Ironic humor is found in both Framton's and Vera's remarks. In addition, the narrator expresses some of Framton's ironic thoughts as well. Humor is defined as the quality of being amusing (it's a quality in something). Ironic humor in literature is defined as expressing thoughts contradictory to what seems intended for the purpose of adding humor (i.e., amusement).
An example of this contradictory spirit of humor in irony is expressed in Vera's first remarks to Framton. Her aunt, Mrs. Sappleton, is occupied when Framton comes to call, so Vera says he will have to "put up with" her. "Put up with" is an idiom meaning to make do with something inferior. Vera, this "self-possessed young lady," has not the slightest notion of herself as inferior in any way, yet she says he will have to "put up with her." This is ironic humor: she means the opposite of what she says and intends it to be amusing; she has no expectation that Framton will find her inferior.
"My aunt will be down presently, Mr. Nuttel," said a very self-possessed young lady of fifteen; "in the meantime you must try and put up with me."
There are many such examples, like Framton wondering if Mrs. Sappleton "came into the nice division," meaning he wondered if she would be unpleasant to know, yet the most significant is arguably the last ironically humorous statement Vera makes by way of explanation of Framton's sudden escape. We know that he has been terrified by Vera's ghost/corpse story into flight from the hunters' return, yet Vera ironically supposes he bolted because of the spaniel, which reminds of some event Vera is in the process of inventing. Of course, the only one amused here is Vera and the readers since she and we are the only ones who know she means something quite different from what she says.
"I expect it was the spaniel," said the niece calmly; "he told me he had a horror of dogs. He was once hunted into a cemetery somewhere ... by a pack of pariah dogs ...."

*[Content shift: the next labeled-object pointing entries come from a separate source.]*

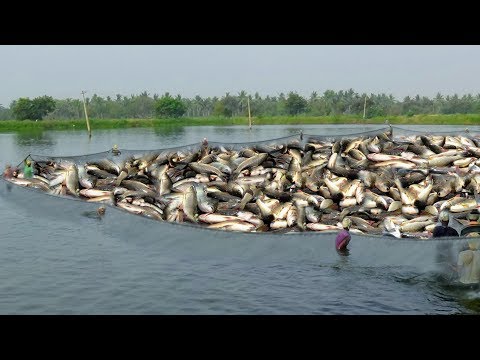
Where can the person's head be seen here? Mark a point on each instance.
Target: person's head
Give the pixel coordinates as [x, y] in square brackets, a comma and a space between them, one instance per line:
[474, 243]
[472, 216]
[346, 223]
[444, 217]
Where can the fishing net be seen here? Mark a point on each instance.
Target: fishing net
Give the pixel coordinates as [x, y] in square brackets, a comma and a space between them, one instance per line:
[157, 182]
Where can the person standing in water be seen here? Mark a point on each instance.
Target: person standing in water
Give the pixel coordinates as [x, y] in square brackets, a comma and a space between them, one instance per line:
[343, 237]
[28, 170]
[468, 264]
[443, 229]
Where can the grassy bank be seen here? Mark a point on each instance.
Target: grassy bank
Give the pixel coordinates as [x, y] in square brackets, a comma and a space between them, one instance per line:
[456, 119]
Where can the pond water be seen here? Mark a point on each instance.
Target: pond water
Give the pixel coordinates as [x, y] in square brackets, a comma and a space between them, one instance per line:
[55, 261]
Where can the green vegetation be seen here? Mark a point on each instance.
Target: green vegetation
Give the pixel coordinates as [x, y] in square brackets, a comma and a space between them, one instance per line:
[331, 103]
[27, 125]
[169, 107]
[36, 109]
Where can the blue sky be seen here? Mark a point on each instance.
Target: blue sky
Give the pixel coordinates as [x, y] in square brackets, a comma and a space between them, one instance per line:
[212, 70]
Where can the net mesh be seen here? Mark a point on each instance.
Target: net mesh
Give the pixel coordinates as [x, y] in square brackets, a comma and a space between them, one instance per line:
[278, 152]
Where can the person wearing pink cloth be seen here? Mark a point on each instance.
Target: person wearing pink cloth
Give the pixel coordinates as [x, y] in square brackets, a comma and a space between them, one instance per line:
[343, 237]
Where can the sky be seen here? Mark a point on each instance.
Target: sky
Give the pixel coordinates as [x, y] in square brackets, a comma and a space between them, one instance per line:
[63, 71]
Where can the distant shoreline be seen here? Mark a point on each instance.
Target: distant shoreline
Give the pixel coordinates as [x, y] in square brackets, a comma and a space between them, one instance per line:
[80, 124]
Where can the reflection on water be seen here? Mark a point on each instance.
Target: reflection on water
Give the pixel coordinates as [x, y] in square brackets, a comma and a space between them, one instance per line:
[169, 131]
[35, 137]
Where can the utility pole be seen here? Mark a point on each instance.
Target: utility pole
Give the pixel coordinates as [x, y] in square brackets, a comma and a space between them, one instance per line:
[86, 115]
[365, 106]
[249, 115]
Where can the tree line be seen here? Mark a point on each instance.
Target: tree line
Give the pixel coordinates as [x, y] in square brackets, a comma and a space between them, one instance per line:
[343, 102]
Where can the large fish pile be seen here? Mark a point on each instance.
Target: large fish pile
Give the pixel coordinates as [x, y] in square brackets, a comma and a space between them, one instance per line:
[383, 184]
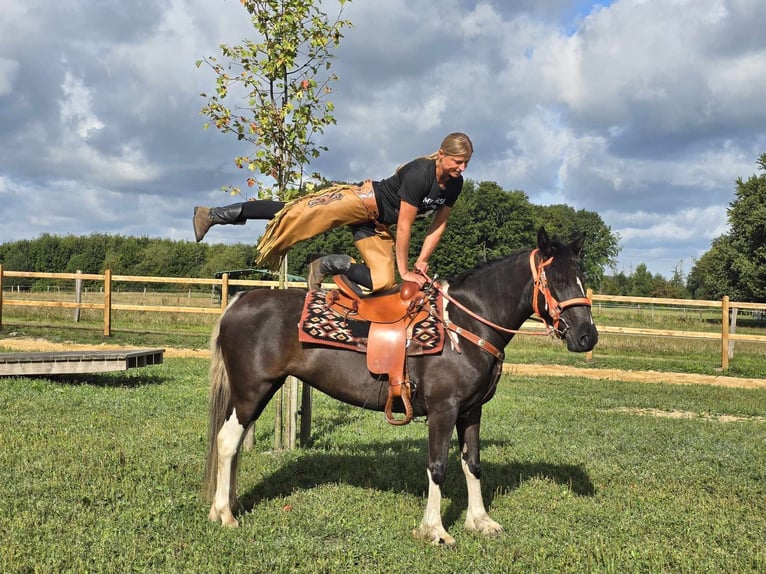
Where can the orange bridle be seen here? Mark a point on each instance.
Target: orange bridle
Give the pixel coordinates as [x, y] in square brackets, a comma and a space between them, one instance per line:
[552, 306]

Irony and its humor of contradiction add interest by developing themes, such as the theme of whether Vera is a playful though unthinking innocent or a malicious and spiteful enfant terrible (wicked young person), through the introduction of contradiction and curiosity. It also adds interest by allowing readers to know secrets that characters don't know, such as the secret truth behind Vera's explanation about "pariah dogs." This secret knowledge creates situational irony in which readers know more than all or some characters. It also adds interest by making the content intellectually challenging because readers must sort out the contradictory real truth from the apparent truth and the real motive and intent from the seeming motive and intent.